我找了家餐廳把魏續約了出來,好好吃了頓飯。


 


然後拿著本來準備給他們補繳養老B險的錢,給自己訂了一臺新的特斯拉。


 


魏續說要買了送我,可我還是不好意思要他的錢。


 


他再有錢也是他的,他不欠我什麼。


 


從銷售部出來的時候我還有些恍惚。


 


我這樣做是對的嗎?


 


這時候我猛然發現,我有一種非常嚴重的不配得感。


 


剛才在售車大廳,一個父親陪著女兒買車,女兒剛剛大學畢業,嚷嚷著會不會太貴了?


 


那個父親卻說:「貴什麼?我女兒就是要最好的!」


 


我又聯想到爸媽,倒推一下時間線,我發現雖然我跟我哥吃穿用度一樣,可他們經常向我強調。


 


「家裡窮,

你看誰家女兒過你這種好日子!」


 


「你以後可得好好孝順爸媽。

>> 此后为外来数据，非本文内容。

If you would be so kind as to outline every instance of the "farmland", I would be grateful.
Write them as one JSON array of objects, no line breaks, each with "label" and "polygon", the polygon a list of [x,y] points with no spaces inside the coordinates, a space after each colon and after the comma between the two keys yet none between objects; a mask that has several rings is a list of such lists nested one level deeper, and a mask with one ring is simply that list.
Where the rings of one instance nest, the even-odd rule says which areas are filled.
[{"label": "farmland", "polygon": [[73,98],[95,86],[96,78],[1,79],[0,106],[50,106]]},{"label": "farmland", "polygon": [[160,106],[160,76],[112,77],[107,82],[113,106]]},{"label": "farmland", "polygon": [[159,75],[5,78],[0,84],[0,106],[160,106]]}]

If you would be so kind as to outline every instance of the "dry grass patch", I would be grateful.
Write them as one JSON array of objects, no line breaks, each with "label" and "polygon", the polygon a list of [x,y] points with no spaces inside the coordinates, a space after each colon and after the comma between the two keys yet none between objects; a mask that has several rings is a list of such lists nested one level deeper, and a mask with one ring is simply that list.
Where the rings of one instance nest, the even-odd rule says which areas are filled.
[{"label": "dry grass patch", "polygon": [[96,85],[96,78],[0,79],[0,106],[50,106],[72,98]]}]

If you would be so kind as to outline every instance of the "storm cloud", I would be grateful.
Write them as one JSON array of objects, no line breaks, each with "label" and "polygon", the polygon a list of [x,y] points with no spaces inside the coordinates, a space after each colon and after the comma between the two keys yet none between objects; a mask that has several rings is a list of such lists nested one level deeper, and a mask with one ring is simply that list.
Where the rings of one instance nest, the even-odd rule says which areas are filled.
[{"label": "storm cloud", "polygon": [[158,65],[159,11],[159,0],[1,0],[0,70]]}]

」


 


……


 


揭開遮羞布我才漸漸發現,爸媽對我的愛,不是完全沒有要求。


 


他們也會向我訴苦,也會向我抱怨。


 


我現在稅後一萬二,可我買瓶礦泉水都還是會下意識看價格籤選擇最便宜的。


 


越回憶心越煩躁。


 


魏續拍了拍我的肩膀:


 


「想什麼呢!在這等我,我先去開車!」


 


我答應了一聲好,下意識地抬了下眼。


 


離我三米遠,一個穿著 Polo 衫、腋下夾著皮包的中年男人剛鎖好車。


 


大腦還沒反應過來,身體已經先動了。


 


我猛地抓住魏續的胳膊:「走走走!攔住他!快,攔住那個人!


 


魏續被我推得一個趔趄,雖然滿臉困惑,還是下意識地擋在了那人面前。


 


男人被嚇了一跳:「幹嘛啊你!」


 


就這幾秒鍾內,我快速衝到了他面前,一把扯住他。


 


「張光耀!」


 


「你個騙子!老賴!你居然還敢回羊城!」


 


他試圖甩開我,但沒成功。


 


「你誰啊你?怎麼會知道我名字!」


 


「化成灰都認得你!你叫張光耀,當初住在蘭新小區,當年就是你以做蔬菜批發生意為由騙了我爸四十萬!」


 


積壓了太久的怒火在這一刻全噴發出來。


 


周圍有人看了過來。


 


張光耀的臉瞬間漲紅,他雖然瞪著我,但眼睛裡是純粹的錯愕。


 


隨即,那錯愕變成了一種被侮辱的暴怒。


 


「放你媽的屁!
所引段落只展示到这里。